O comentário é de Nancy Jecker, professora de Bioética e Humanidades na Faculdade de Medicina da Universidade de Washington; Caesar Atuire, filósofo e especialista em Ética da Saúde no Departamento de Medicina Nuffield da Universidade de Oxford; Vardit Ravitsky, presidente do The Hastings Center; Kevin Behrens, diretor do The Steve Biko Centre for Bioethics da Universidade de Witwatersrand, África do Sul; e Mohammed Ghaly, professor de Islamismo e Ética Biomédica no Centro de Pesquisa para Legislação e Ética Islâmica da Universidade Hamad Bin Khalifa, Qatar.
O artigo foi publicado em Hastings Bioethics Forum, 08-08-2024. A tradução é de Moisés Sbardelotto.
Durante a maior parte da história humana, a guerra tem sido uma das principais causas de ferimentos e mortes em todo o mundo, causando danos muito além do campo de batalha. As guerras de hoje matam muito mais civis do que soldados – o secretário-geral das Nações Unidas estima, de forma conservadora, que as mortes de civis sejam o quádruplo do número de mortes diretas relacionadas à batalha.
O conflito armado não só tira a vida de pessoas inocentes, como também deixa a miséria em seu rastro. As populações civis em zonas de guerra enfrentam taxas alarmantes de estresse pós-traumático e outros transtornos de saúde mental, muitas vezes ultrapassando gerações. Elas são mais propensas à fome e à desnutrição, doenças e deficiências, deslocamento forçado de lares e comunidades, e falta de acesso a bens básicos, como assistência médica, educação, renda e oportunidades. Esses determinantes sociais impactam na saúde das populações mais do que o acesso a avanços biomédicos, respondendo por 30% a 55% dos índices de saúde.
A bioética deve abordar a guerra não apenas como uma tragédia individual, mas também como um desastre para a saúde pública. Os pioneiros da bioética reconheceram isso.
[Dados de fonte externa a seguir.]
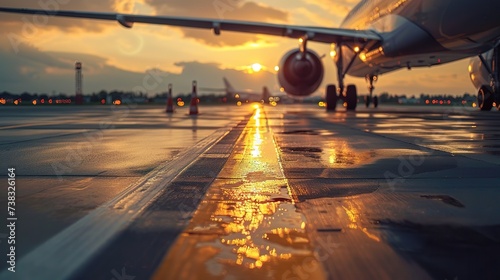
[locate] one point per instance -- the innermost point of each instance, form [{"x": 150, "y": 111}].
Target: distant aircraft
[{"x": 376, "y": 37}]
Eles pediram uma colaboração mais próxima entre os estudiosos da bioética e da saúde pública, apesar do desafio e do choque de valores – a bioética enfatizou a autonomia do paciente e os direitos individuais, e a saúde pública destacou o bem comum.
Hoje, a saúde pública continua pressionando a bioética por muitas razões: maior conhecimento do impacto dos determinantes sociais da saúde; maior conscientização de como a injustiça estrutural impede a saúde e impulsiona a violência e os conflitos armados; e melhor apreciação da necessidade de bioeticistas cruzarem fronteiras para lidar com questões globais de bioética, como doenças infecciosas emergentes e reemergentes, mudanças climáticas, saúde de refugiados e migrantes, acesso global a medicamentos essenciais e IA generativa.
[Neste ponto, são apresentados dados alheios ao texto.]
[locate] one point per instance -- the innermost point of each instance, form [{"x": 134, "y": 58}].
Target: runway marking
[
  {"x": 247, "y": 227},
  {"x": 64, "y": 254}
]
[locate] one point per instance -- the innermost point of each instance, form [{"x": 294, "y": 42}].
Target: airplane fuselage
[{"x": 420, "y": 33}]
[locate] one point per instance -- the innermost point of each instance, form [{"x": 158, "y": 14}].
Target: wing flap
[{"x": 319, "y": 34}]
A bioética como campo está mal equipada para enfrentar esses desafios, porque suas ferramentas primárias foram projetadas com um propósito diferente. Os princípios clássicos da ética biomédica – respeito pela autonomia, beneficência, não maleficência e justiça – ajudaram as sociedades a corrigir o tratamento antiético de sujeitos de pesquisa individuais e ajudaram médicos e pacientes a tomar decisões difíceis de vida ou morte.
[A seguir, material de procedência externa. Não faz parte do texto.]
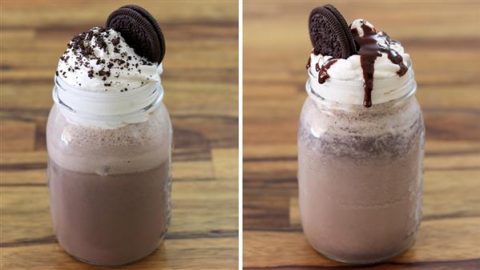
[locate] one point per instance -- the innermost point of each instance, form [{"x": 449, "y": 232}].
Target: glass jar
[
  {"x": 360, "y": 173},
  {"x": 109, "y": 172}
]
No entanto, falar da guerra como uma crise de saúde pública requer princípios éticos direcionados à saúde pública e focados no bem comum. Nossa abordagem à guerra e à saúde pública estabelece seis princípios bioéticos que visam fazer isso: justiça em saúde, responsabilização, vidas dignas, sustentabilidade da saúde pública, não maleficência e maximização da saúde pública. Esses princípios complementam os quatro clássicos, bem como os princípios de saúde pública propostos anteriormente, reforçando a capacidade do campo de abordar a guerra como uma crise para populações civis.
Abaixo, relatamos cada princípio, mostrando sua base ética. Sugerimos como implementar os princípios na prática e esperamos que permitam escolhas mais sábias que levem a vidas humanas mais saudáveis e prósperas.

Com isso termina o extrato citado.